潰走と竄伏と

 見渡す限りの一帯を呑み込み、更には大地を大きくえぐり取った爆発の中心部。

 未だ地面は、赤く燃えている部分を多く残している。

 そしてそこには……3つの影だけがあった。

 言うまでもなく、その影はアルナ、シェラ、そしてゼルであった。


 爆発の瞬間、その光に呑み込まれながらもアルナは、咄嗟に3人を護る防御障壁を展開していた。

 爆発の規模を考えればとても十分な防御魔法とは言えないまでも、そのお蔭でシェラとゼルは一命を取り留める事に成功していたのだった。

 2人共、とても「無事」と言い難い状況だったが、深刻な傷はアルナの回復魔法で癒してある。

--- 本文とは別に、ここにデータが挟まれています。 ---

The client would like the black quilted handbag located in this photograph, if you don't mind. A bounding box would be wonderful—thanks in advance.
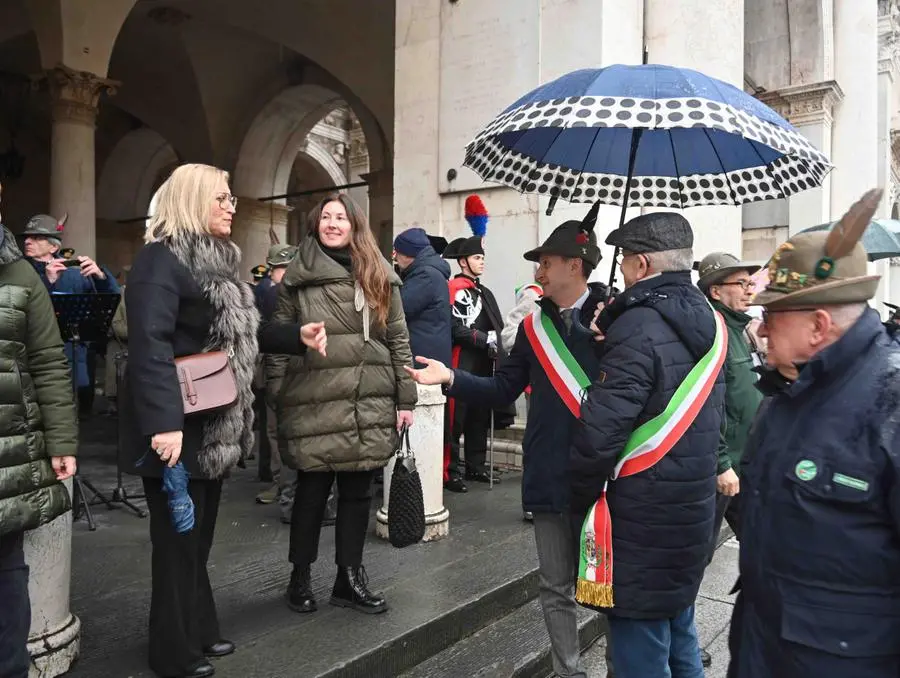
[388,426,425,549]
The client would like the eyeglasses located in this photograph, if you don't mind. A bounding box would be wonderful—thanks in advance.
[216,193,237,210]
[718,280,756,292]
[762,308,819,325]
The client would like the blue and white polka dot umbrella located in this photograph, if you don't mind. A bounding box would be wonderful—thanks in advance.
[464,64,831,209]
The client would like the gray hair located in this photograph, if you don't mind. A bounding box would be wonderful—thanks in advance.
[644,247,694,273]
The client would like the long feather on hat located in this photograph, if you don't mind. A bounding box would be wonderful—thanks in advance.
[825,188,884,261]
[466,195,488,238]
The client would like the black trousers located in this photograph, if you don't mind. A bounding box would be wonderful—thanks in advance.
[709,492,741,562]
[0,532,31,678]
[288,471,374,567]
[448,400,491,478]
[144,478,222,676]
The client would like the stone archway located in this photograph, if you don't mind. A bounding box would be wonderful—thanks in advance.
[97,127,179,221]
[232,84,389,270]
[96,127,179,272]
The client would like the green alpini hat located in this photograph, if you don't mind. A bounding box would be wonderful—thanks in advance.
[754,188,883,310]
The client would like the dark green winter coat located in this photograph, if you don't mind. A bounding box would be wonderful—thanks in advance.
[712,301,762,473]
[0,226,78,536]
[274,237,417,471]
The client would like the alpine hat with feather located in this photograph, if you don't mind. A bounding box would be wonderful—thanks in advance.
[754,188,883,310]
[524,203,600,268]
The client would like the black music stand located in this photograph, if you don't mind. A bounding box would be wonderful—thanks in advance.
[50,292,126,532]
[112,351,147,518]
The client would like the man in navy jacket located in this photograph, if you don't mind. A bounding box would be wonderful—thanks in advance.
[728,190,900,678]
[569,212,725,678]
[409,218,604,678]
[394,228,453,365]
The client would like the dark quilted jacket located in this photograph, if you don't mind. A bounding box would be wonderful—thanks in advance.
[273,237,418,471]
[0,226,78,536]
[569,272,725,619]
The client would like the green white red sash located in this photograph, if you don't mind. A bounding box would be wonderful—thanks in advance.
[575,312,728,607]
[522,309,591,418]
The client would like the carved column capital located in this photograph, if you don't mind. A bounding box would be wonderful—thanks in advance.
[43,64,122,127]
[757,80,844,125]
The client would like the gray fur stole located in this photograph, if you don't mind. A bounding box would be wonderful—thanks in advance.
[163,234,259,478]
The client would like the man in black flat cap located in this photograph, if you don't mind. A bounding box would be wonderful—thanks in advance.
[569,212,727,678]
[443,236,503,492]
[409,210,606,678]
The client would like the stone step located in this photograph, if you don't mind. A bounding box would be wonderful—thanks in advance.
[402,600,607,678]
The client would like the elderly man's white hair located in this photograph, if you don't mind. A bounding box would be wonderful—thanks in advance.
[644,247,694,273]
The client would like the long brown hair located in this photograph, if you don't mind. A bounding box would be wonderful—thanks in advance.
[308,193,391,326]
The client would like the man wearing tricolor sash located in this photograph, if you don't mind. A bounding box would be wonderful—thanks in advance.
[569,213,728,678]
[410,209,606,678]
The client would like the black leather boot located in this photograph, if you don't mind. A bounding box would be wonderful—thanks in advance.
[331,565,387,614]
[287,565,319,613]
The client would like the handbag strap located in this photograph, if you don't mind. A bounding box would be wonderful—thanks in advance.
[397,424,415,458]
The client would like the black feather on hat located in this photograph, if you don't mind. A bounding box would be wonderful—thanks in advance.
[523,202,601,268]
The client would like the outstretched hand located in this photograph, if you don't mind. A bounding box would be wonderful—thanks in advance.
[403,356,453,386]
[300,322,328,356]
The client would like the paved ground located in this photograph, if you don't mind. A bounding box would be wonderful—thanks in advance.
[584,538,738,678]
[69,417,737,678]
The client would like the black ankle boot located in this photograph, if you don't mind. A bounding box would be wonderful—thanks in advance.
[331,565,387,614]
[287,565,319,612]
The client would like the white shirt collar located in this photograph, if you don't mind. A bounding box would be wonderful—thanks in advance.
[559,287,591,312]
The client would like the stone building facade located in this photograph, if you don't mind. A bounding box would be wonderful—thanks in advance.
[394,0,900,306]
[0,0,900,676]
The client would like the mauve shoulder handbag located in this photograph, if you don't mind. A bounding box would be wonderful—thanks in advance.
[175,351,238,414]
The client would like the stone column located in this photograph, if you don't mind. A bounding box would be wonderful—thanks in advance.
[360,167,394,256]
[831,0,878,219]
[875,6,900,304]
[375,386,450,541]
[759,80,844,235]
[46,65,119,257]
[25,480,81,678]
[644,0,744,258]
[231,197,291,280]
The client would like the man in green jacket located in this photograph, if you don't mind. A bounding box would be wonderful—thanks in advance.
[697,252,762,666]
[697,252,762,548]
[0,182,78,678]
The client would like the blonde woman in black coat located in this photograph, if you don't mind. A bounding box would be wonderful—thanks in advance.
[121,164,325,678]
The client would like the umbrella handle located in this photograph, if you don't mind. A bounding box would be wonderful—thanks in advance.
[606,127,644,301]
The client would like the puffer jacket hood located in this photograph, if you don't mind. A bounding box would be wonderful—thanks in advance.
[400,245,450,281]
[610,271,716,360]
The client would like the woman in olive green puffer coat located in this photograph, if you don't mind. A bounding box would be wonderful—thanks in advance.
[274,194,416,614]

 本来ならば致命傷となる傷も、アルナならば瞬時に回復できる。

 しかし今は、それを行うほどの余裕など彼女には無かった。

 先程の激闘でアルナは、幾度も命に関わる傷を受け、その度に“神の奇跡”を行使して治癒し続けた。

 そしてその後の大爆発である。

 アルナの魔力は底をつき、体力も限界を超えていたのだった。

 荒い呼吸を繰り返し、辛うじて立っているシェラ。

 横たわるゼルは、意識があるのかどうかも分からない。

 そしてアルナは。

 四肢を地面に付き、やはり呼吸を大きく乱し咳き込んでいた。

 

「ハァ……ハァ……ゴホッゴホッ……コフッ!」


 そして吐血し、地面に赤い花を咲かせたのだった。

 

「……フゥ……フゥ……アルナ……。ここは急いで……撤退しよう……」


 そんなアルナの姿を見たシェラが、焦りの色を顔に浮かべてそう提案した。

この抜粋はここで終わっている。